Und zum Reden sowieso kaum imstande.
„Jaja, ich weiß was du sagen willst? ‚Wie kannst du
nur, du Monstrum!‘ Blablabla. Wer von uns ist denn das Ungeheuer? Bin ich
einfach in dein Leben getreten und habe dich gezwungen, mich bei dir
aufzunehmen? Nein. Das warst du. Und habe ich deine gesamte Karriere zunichte
gemacht? Deine Beziehung zerstört? Das warst auch du. Du hast mein Leben
zerstört! Du hast mich zu Boden geworfen und in den Scherben meiner alten
Existenz verrotten lassen. Und nach all dem kamst du auch noch angekrochen und
wolltest meine Liebe! Du widerlicher Wurm. Und als ich dann nach all den
Flüchen, die du über mich gelegt hattest, nicht mehr dazu bereit war, da hast
du mich nicht verstehen können. Niemand konnte das. Dabei hattest du doch alles
kaputt gemacht, nur um zum ungeteilten Mittelpunkt meines Lebens zu werden. Es
ging doch immer nur um dich. Sogar heute. Aber das wohl auf eine ganz andere
Art.“
Du musst schlucken. Dein Hals fühlt sich kratzig an, deine
Lippen sind brüchig. Die Kälte kriecht durch deinen Körper und verdrängt alle
Gefühle. Zurück bleibt nur ein frostiger Krater der Schuld. Stimmte das alles vielleicht
doch? Deine Glieder schmerzen, als würden sie von einer unsichtbaren Macht aufs
Extremste belastet. Deine Augen werden schwer. Es ist, als wäre sämtliche
Lebenskraft aus dir herausgesaugt worden. Es ist aussichtslos. Womöglich
verdienst du es tatsächlich, bestraft zu werden. Wie Eiszapfen stecken die
gesprochenen Worte in deinem Herzen und rauben dir auch den letzten Willen zum
Überleben. Ersetzen ihn durch pure Leere. Du hast deine Existenz nicht verdient. Deine Lider werden langsam schwer, deine
Sicht verschwimmt. Du bemerkst noch, wie der Mensch, dem du so viel Schaden
zugefügt hast, sich langsam zu dir vorbeugt. Du bemerkst den warmen Atem und
spürst, wie sich eine kalte Klinge langsam an deine Kehle legt. Aber dir ist es
gleichgültig. Wahrscheinlich ist es sogar besser so. Wenn du diese Person so zerschmettert
hast, dann verdienst du das Leben als solches eigentlich gar nicht. Noch tausend
weitere Gedanken und Stimmen schwirren durch deinen Kopf, doch sie
interessieren dich nicht mehr. Sie werden ohnehin gleich verblassen in der Nichtigkeit, die dich nun einnimmt.

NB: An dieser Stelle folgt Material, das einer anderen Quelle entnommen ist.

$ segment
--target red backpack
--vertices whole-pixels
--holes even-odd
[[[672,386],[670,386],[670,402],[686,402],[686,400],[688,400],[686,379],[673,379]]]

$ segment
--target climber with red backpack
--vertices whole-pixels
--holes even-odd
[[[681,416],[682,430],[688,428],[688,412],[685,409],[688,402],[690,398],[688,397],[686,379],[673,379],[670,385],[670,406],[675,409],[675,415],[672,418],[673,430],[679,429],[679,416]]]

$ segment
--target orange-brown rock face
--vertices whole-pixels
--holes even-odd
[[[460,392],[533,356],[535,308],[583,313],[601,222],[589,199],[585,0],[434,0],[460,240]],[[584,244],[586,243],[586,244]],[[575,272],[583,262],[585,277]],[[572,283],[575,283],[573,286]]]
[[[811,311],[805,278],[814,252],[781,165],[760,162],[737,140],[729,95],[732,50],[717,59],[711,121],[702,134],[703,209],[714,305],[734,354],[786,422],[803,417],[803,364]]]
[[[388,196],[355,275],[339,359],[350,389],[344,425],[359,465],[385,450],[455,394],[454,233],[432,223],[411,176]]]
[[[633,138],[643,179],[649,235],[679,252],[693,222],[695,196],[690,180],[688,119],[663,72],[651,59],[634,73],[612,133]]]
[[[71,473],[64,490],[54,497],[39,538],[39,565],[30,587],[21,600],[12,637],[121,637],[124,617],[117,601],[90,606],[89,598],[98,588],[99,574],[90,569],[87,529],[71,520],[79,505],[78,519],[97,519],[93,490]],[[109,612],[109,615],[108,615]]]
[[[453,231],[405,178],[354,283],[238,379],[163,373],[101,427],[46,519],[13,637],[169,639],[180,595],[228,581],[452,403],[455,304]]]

„Hm. Anscheinend scheinst du deine Taten endlich
einzusehen. Besser spät als nie.“ Die Stimme ist ganz nah an deinem Ohr.

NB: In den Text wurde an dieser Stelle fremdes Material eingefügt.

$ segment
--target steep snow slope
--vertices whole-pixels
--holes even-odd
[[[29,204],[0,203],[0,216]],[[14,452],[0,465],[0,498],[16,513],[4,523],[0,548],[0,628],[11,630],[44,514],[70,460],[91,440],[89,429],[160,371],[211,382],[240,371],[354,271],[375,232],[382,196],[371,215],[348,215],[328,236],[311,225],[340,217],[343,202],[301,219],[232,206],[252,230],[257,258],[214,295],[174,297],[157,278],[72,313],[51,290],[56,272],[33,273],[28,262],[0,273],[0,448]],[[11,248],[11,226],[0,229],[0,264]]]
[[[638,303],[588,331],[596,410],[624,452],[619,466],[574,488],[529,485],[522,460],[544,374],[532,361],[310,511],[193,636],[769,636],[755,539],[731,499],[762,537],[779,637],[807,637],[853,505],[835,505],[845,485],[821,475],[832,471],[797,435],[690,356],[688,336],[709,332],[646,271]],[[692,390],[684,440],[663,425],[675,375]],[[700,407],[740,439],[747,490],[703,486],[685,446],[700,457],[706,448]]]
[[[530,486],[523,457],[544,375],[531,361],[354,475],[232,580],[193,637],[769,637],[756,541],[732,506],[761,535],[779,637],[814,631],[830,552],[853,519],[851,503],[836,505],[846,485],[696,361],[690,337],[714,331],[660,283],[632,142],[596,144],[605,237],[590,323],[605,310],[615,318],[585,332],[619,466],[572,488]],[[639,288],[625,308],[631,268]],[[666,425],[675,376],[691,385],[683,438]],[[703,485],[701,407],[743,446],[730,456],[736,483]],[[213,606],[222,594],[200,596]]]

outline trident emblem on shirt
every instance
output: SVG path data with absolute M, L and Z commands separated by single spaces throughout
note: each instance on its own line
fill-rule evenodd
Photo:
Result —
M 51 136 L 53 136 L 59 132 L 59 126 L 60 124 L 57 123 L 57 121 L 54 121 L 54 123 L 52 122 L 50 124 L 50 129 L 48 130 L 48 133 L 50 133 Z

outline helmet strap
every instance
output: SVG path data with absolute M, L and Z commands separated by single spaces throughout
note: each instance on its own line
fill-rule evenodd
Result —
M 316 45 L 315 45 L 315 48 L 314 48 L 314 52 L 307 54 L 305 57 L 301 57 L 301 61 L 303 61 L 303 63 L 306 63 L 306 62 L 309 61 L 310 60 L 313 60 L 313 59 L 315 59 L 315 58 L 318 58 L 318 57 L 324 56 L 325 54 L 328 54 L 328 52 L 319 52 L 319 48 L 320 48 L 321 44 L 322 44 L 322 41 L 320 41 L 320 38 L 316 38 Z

Irgendwie hat sie etwas tröstendes. „Keine Angst, du wirst mit dieser
Schuld ja nicht leben müssen. Du wirst merken, es wird ganz schnell gehen. Du wirst es kaum spüren.
Schlaf gut mein Liebling.“
Dies sind die letzten Worte, die du hörst, bevor deine
Mutter dich von deinem Leben erlöst.